# How to get goats to like new foods



## savingdogs (May 10, 2011)

My goats are huge pigs when it comes to foods they know and are familiar with. But they don't like to have anything new introduced.

I have two does I'm milking, and I read that giving them alfalfa cubes soaked in water put into their grain pain at milking time would slow them down. 

So I bought a big bag on sale.

But my goats act like I've put a big turd in their dish, or worse. They won't eat anything in there until I take it out.

Is there any way to get them to eat these things, or my other animals (also have chickens, rabbits and ducks but not having much luck getting anyone to eat these). 

It is only 10 bucks wasted I guess but it seems like I should be able to get the dang goats to consume this. They like alfalfa pellets. Go figger.


----------



## SDGsoap&dairy (May 10, 2011)

I've had good luck feeding soaked alfalfa cubes, but it took a while for them to get used to it.  I never did feed it on the stand and didn't mix it with the grain.  At first they were pretty skeptical, but once they realized what it was they'd practically attack the pan at feeding times.  I switched back to pellets once the weather warmed up because I like to offer enough for them to nibble on throughout most of the day and I don't want anything souring.


----------



## Goatherd (May 10, 2011)

> But my goats act like I've put a big turd in their dish, or worse.


Out of curiosity, what would be worse than "a big turd in their dish?"  

Seriously though, animals are no different than people when it comes to their personal tastes in food.  Not each goat relishes a certain food as a herd mate might.

I've found that repetition in offering a food, and sometimes changing the presentation, allows an animal to develop a taste for something that they didn't originally like.


----------



## Emmetts Dairy (May 10, 2011)

I use alfalfa pellets...and they gobble it up.  I would'nt think getting the grain wet is very appatizing for them.  I would try either giving just the alfalfa first..or grain 1st.  It might help.  But I would separate it and not mix the two.  Its much easier to mix the two when alfalfa is pelleted for sure.

Good luck!


----------



## savingdogs (May 10, 2011)

Well these cubes are large, they nibble on them dry but they are too large for them to put in their mouths. 

Maybe I should just try presenting them not on the stand but soaked. 

I learned my ducks will eat this soaked at least yesterday. 

I have been using alfalfa pellets for quite some time so was surprised that just a change in shape like this would make such a difference to them. This stuff does look more like compressed alfalfa than alfalfa pellets do however.


----------



## helmstead (May 10, 2011)

Mine won't eat ANYTHING wet LOL...and cubes are too big for goaties.

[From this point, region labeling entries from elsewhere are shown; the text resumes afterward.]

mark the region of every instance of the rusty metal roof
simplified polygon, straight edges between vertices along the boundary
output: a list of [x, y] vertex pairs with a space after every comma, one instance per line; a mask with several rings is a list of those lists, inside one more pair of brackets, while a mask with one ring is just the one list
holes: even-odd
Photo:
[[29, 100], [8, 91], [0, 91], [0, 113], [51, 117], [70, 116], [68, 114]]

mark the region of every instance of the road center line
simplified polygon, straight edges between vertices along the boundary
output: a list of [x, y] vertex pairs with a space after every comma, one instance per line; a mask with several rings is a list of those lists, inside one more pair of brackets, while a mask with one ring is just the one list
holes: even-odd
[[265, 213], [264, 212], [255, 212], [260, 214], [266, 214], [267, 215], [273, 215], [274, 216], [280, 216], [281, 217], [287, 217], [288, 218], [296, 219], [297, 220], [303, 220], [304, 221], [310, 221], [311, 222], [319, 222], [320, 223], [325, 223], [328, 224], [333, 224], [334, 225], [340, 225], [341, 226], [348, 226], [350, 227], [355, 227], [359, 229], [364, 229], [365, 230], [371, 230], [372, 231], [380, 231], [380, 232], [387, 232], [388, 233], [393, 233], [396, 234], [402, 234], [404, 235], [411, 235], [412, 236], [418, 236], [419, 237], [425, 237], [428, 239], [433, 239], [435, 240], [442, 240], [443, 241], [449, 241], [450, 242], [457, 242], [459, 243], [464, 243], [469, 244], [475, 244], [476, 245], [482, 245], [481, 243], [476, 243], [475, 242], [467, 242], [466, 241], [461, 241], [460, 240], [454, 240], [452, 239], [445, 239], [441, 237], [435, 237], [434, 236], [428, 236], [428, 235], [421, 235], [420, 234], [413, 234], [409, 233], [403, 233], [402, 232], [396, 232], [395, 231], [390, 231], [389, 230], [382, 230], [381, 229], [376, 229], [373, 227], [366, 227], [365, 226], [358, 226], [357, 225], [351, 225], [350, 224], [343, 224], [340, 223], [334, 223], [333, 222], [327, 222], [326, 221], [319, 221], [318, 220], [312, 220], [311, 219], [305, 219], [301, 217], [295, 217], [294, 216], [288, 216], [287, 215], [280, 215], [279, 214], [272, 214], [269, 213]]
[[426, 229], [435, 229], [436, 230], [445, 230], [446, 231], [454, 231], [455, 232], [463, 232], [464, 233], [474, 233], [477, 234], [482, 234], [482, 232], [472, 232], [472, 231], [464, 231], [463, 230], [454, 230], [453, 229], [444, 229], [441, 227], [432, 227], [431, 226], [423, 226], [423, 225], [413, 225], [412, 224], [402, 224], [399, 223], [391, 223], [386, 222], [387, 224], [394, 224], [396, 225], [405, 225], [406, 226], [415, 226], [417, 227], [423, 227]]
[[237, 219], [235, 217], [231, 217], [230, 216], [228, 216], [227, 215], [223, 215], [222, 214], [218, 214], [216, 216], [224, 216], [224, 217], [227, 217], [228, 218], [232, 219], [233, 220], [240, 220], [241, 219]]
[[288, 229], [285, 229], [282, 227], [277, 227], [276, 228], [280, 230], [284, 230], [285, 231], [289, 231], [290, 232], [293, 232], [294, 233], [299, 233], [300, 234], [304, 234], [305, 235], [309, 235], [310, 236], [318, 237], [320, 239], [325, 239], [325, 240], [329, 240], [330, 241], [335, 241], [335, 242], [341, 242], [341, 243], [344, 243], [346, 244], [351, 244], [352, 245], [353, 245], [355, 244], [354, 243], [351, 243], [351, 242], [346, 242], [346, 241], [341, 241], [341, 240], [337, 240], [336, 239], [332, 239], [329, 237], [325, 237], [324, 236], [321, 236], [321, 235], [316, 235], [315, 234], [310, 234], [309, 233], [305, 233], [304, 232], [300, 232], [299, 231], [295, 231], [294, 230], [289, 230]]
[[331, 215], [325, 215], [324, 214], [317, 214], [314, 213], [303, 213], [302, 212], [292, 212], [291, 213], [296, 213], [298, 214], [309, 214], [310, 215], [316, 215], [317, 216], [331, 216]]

Nicki has more patience than I do, kudos to her for getting them to eat something soaked!


----------



## ohiofarmgirl (May 10, 2011)

goats = crazy

i think i read somewhere that if you mash them up - like with a hammer - they might start eating them. i dont think i'd make something like that up so i'm pretty such i read it somewhere. 

i couldnt get my goaties to eat the cubes EVER. but hopefully your ducks will finish them up so you didn't waste the $$.


----------



## aggieterpkatie (May 10, 2011)

My goats/sheep are weird too.  Last year my doe hated alfalfa pellets, so I bought a bag of cubes this year thinking I'd soak them. She hated them soaked, wouldn't touch them. But she and my sheep LOVED them in cube form.  Luckily these cubes were fairly small (smaller than horse sized ones), about 3/4" wide by 1.5" long so they could eat them with some work.  I was worried about them being hard for them to eat (and causing a broken tooth or something) so I went back to pellets. Now my doe loves the pellets. Go figure.  Luckily I found some nice alfalfa hay so I can just feed that, and they all love that.


----------



## SDGsoap&dairy (May 10, 2011)

helmstead said:
			
		

> Nicki has more patience than I do


Oh, just gimme a couple years and we'll see if that statement still holds true. 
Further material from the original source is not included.